Statement Regarding Forward-Looking Information
This news release contains "forward-looking statements". These forward-looking statements generally are identified by the words "believe," "project," "expect," "anticipate," "estimate," "intend," "future," "plan," "may," "should," "will," "would," "will be," "will continue," "will likely result," and similar expressions. Our forward-looking statements include statements with respect to the timing and completion of the Exchange Offer.
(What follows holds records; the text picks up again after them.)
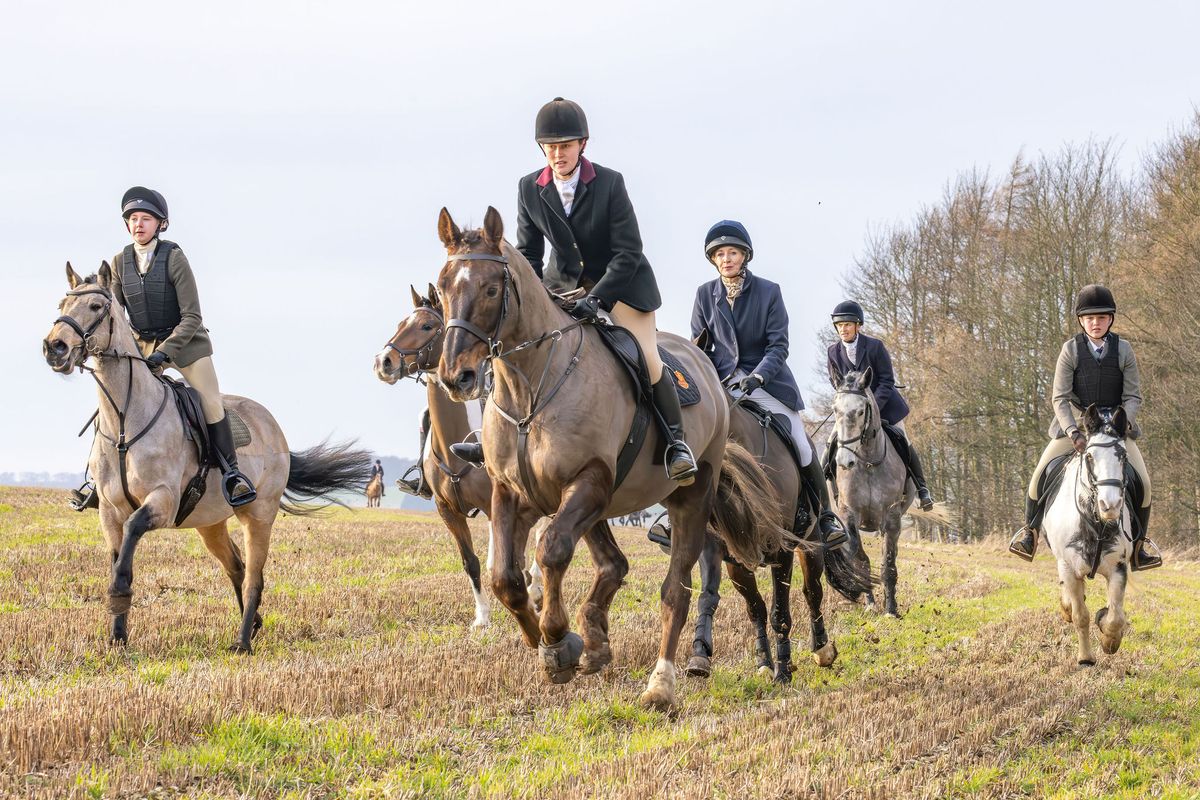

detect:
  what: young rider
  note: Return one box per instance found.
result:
[826,300,934,511]
[1008,283,1163,570]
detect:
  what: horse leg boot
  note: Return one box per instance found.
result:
[208,414,258,509]
[800,456,846,547]
[396,409,433,500]
[1129,506,1163,571]
[650,367,696,486]
[1008,494,1042,561]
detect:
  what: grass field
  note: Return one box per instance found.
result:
[0,489,1200,798]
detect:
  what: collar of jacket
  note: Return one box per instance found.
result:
[538,156,596,187]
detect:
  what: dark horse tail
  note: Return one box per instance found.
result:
[709,441,792,570]
[280,441,371,516]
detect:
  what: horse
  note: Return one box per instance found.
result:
[374,285,556,630]
[686,396,871,684]
[437,207,786,709]
[833,367,950,618]
[1042,405,1133,667]
[364,473,383,509]
[42,261,371,654]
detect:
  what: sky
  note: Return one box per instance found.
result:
[0,0,1200,471]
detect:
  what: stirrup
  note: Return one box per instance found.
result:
[221,469,258,509]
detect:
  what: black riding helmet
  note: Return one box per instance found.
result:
[1075,283,1117,317]
[121,186,170,230]
[704,219,754,264]
[830,300,863,325]
[533,97,588,144]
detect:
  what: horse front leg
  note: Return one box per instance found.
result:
[684,533,721,678]
[538,463,609,684]
[1096,561,1129,656]
[490,482,541,648]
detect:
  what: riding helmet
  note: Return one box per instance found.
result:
[704,219,754,264]
[121,186,167,222]
[1075,283,1117,317]
[533,97,588,144]
[830,300,863,325]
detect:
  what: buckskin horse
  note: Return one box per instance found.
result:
[42,261,371,652]
[833,367,949,616]
[374,285,554,628]
[438,207,786,709]
[1042,405,1133,667]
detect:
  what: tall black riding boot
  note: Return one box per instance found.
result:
[209,414,258,509]
[1008,494,1042,561]
[1129,506,1163,571]
[908,441,934,511]
[396,409,433,500]
[650,367,697,486]
[800,453,846,547]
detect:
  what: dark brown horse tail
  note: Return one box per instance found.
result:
[709,441,794,570]
[280,441,372,516]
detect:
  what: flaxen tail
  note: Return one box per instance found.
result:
[709,441,794,570]
[280,441,371,516]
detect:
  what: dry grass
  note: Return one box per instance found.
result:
[0,489,1200,798]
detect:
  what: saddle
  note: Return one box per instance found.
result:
[594,324,701,491]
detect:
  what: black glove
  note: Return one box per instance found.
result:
[566,294,600,319]
[738,375,762,395]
Where we express an expectation or belief as to future events or results, such expectation or belief is expressed in good faith and believed to have a reasonable basis. However, our forward-looking statements are based on current expectations and assumptions that are subject to risks and uncertainties which may cause actual results to differ materially from future results expressed, projected or implied by those forward-looking statements. Important factors that could cause actual results and events to differ from those described in such forward-looking statements include the Company's ability to complete the Exchange Offer in accordance with its expected timetable and the other risks described in the section entitled "Risk Factors" in our Offer to Exchange, Annual Report on Form 10-K, Quarterly Reports on Form 10-Q and other documents filed on EDGAR at www.sec.gov and on SEDAR at www.sedar.com. Although we have attempted to identify those material factors that could cause actual results or events to differ from those described in such forward-looking statements, there may be other factors, currently unknown to us or deemed immaterial at the present time that could cause results or events to differ from those anticipated, estimated or intended. Many of these factors are beyond our ability to control or predict. Given these uncertainties, the reader is cautioned not to place undue reliance on our forward-looking statements. We undertake no obligation to update or revise publicly any forward-looking statements, whether as a result of new information, future events, or otherwise.